The public debut of the largest historic city simulation offers an eye-opening example of urban virtualization technology.
"Rome's Mayor Walter Veltroni will officiate at the first public viewing of "Rome Reborn 1.0," a 10-year project based at the University of Virginia and begun at the University of California, Los Angeles (UCLA) to use advanced technology to digitally rebuild ancient Rome. An international team of archaeologists, architects and computer specialists from Italy, the United States, Britain and Germany employed the same high-tech tools used for simulating contemporary cities such as laser scanners and virtual reality to build the biggest, most complete simulation of an historic city ever created."
""Rome Reborn 1.0" shows almost the entire city within the 13-mile-long Aurelian Walls as it appeared in A.D. 320. At that time Rome was the multicultural capital of the western world and had reached the peak of its development with an estimated population of one million."
"In recent years scientists, historians and archaeologists around the world have embraced 3D modeling of cultural heritage sites.

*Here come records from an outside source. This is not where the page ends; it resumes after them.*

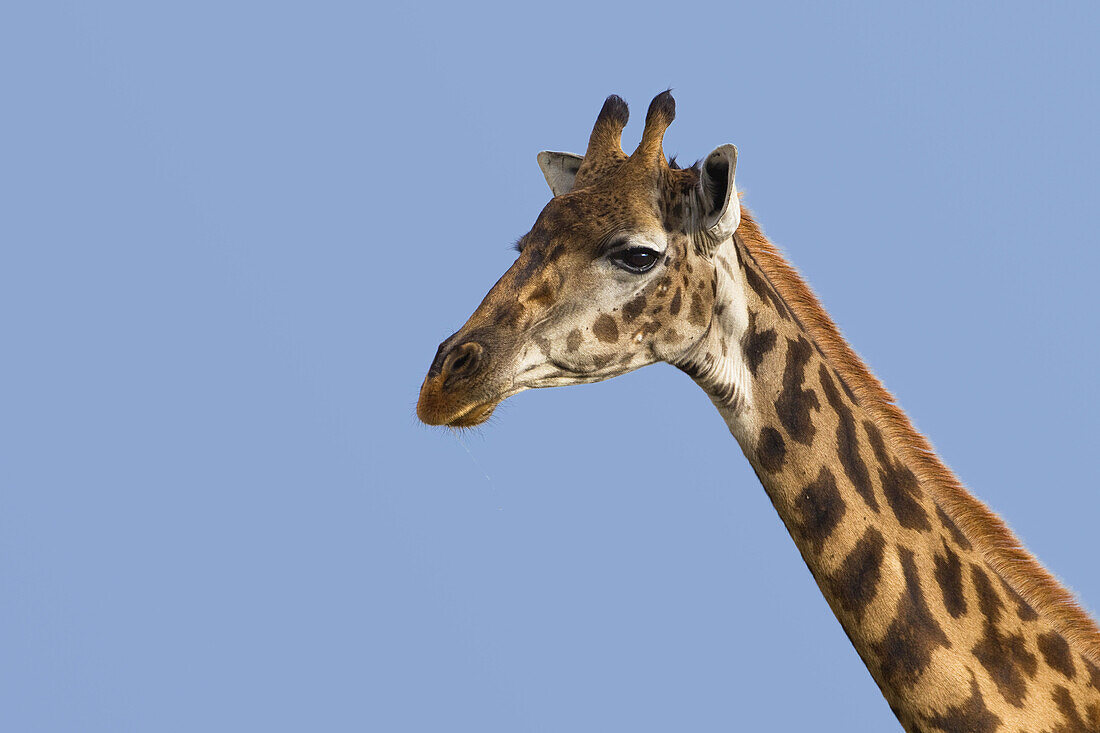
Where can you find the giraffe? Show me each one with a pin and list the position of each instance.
(635, 261)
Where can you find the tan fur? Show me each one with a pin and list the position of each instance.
(994, 540)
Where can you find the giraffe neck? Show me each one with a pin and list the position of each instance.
(952, 644)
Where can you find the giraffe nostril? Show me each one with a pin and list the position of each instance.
(463, 360)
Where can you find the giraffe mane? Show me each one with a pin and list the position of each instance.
(996, 542)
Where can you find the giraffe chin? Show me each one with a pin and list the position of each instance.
(473, 416)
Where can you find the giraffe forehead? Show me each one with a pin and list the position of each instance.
(586, 217)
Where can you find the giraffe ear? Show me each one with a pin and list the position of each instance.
(717, 194)
(560, 170)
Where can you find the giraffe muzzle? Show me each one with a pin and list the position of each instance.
(450, 395)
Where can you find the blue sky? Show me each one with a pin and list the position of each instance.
(232, 236)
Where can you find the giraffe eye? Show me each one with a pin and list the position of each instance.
(636, 259)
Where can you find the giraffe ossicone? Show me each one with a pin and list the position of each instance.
(636, 261)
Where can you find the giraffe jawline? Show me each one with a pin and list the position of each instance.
(474, 415)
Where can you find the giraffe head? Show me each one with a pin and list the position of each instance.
(620, 270)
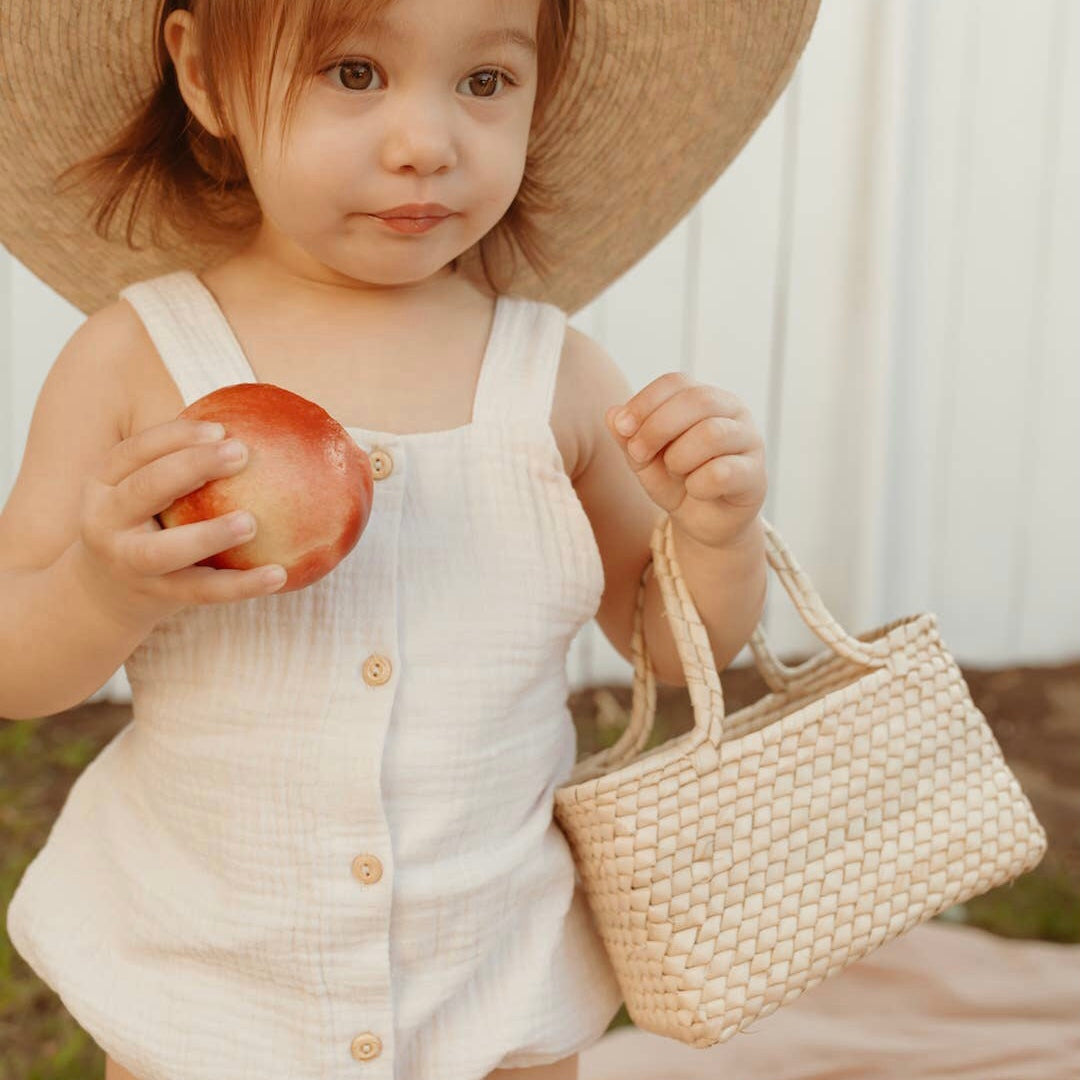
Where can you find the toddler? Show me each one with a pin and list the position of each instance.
(324, 845)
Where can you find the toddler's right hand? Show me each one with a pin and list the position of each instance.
(139, 570)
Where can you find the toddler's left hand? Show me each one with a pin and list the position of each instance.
(701, 456)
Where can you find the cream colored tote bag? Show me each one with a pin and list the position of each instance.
(743, 862)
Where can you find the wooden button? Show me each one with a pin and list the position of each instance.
(365, 1047)
(366, 868)
(376, 670)
(382, 463)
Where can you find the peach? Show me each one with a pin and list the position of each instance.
(306, 481)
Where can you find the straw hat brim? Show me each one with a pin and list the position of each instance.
(657, 99)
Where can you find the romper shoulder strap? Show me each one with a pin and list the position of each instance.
(517, 379)
(189, 329)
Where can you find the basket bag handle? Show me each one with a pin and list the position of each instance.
(696, 653)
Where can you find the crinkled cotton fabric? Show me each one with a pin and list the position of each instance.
(323, 848)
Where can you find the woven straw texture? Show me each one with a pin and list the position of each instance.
(740, 864)
(656, 100)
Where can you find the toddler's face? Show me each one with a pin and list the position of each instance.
(413, 113)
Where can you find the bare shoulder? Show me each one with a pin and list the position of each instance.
(588, 376)
(81, 413)
(622, 516)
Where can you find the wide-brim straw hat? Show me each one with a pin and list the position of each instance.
(657, 98)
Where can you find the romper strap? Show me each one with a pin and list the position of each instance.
(517, 380)
(189, 329)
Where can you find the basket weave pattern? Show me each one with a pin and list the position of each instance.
(740, 864)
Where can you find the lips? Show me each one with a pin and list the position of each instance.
(416, 211)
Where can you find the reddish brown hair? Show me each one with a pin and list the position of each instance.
(178, 174)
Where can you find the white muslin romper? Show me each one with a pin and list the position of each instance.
(323, 848)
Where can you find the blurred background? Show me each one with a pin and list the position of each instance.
(888, 275)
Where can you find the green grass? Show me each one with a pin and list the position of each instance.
(40, 759)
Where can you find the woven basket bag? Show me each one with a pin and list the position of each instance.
(739, 864)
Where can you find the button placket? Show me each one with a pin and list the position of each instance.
(366, 1047)
(366, 868)
(376, 671)
(382, 463)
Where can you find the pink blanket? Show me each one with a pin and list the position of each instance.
(943, 1000)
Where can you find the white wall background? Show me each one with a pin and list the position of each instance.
(888, 275)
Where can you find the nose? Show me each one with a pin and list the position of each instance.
(419, 134)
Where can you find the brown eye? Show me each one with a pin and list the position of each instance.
(487, 81)
(355, 75)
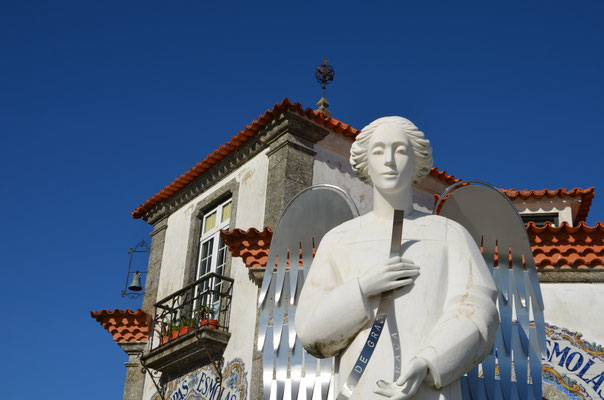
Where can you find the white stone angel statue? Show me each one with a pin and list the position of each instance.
(443, 318)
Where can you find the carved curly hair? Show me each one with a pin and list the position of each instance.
(421, 147)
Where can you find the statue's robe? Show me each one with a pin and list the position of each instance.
(447, 316)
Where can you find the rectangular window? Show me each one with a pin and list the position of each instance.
(212, 254)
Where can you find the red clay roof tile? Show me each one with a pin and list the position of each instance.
(251, 245)
(586, 196)
(124, 325)
(553, 247)
(566, 246)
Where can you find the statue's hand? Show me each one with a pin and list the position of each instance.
(407, 384)
(394, 273)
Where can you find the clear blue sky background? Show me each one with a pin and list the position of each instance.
(104, 103)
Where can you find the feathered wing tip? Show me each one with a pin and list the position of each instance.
(287, 367)
(513, 367)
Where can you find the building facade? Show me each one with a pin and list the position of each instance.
(196, 333)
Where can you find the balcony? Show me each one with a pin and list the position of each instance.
(190, 327)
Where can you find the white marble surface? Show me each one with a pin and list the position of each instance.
(443, 317)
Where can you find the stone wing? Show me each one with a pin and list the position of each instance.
(305, 220)
(513, 368)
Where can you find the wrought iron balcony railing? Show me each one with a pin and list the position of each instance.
(203, 305)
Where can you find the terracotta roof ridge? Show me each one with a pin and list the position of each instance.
(565, 226)
(241, 232)
(562, 192)
(444, 176)
(139, 311)
(235, 142)
(124, 325)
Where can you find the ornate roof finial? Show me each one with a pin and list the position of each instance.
(324, 75)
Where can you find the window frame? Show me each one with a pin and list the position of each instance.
(212, 238)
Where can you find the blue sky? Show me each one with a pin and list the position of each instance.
(104, 103)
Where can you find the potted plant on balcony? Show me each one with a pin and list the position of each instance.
(164, 333)
(203, 314)
(186, 325)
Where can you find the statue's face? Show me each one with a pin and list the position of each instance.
(390, 163)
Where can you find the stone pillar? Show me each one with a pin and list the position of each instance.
(135, 379)
(291, 155)
(158, 237)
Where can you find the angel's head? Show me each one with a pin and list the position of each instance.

Information technology has permitted them to recreate buildings and monuments that no longer exist or to restore digitally sites that have been damaged with the passage of time. The results can be used both in research to test new theories and in teaching to take students on virtual tours of the historical sites they are studying. By several orders of magnitude, "Rome Reborn 1.0" is the most ambitious such project ever undertaken."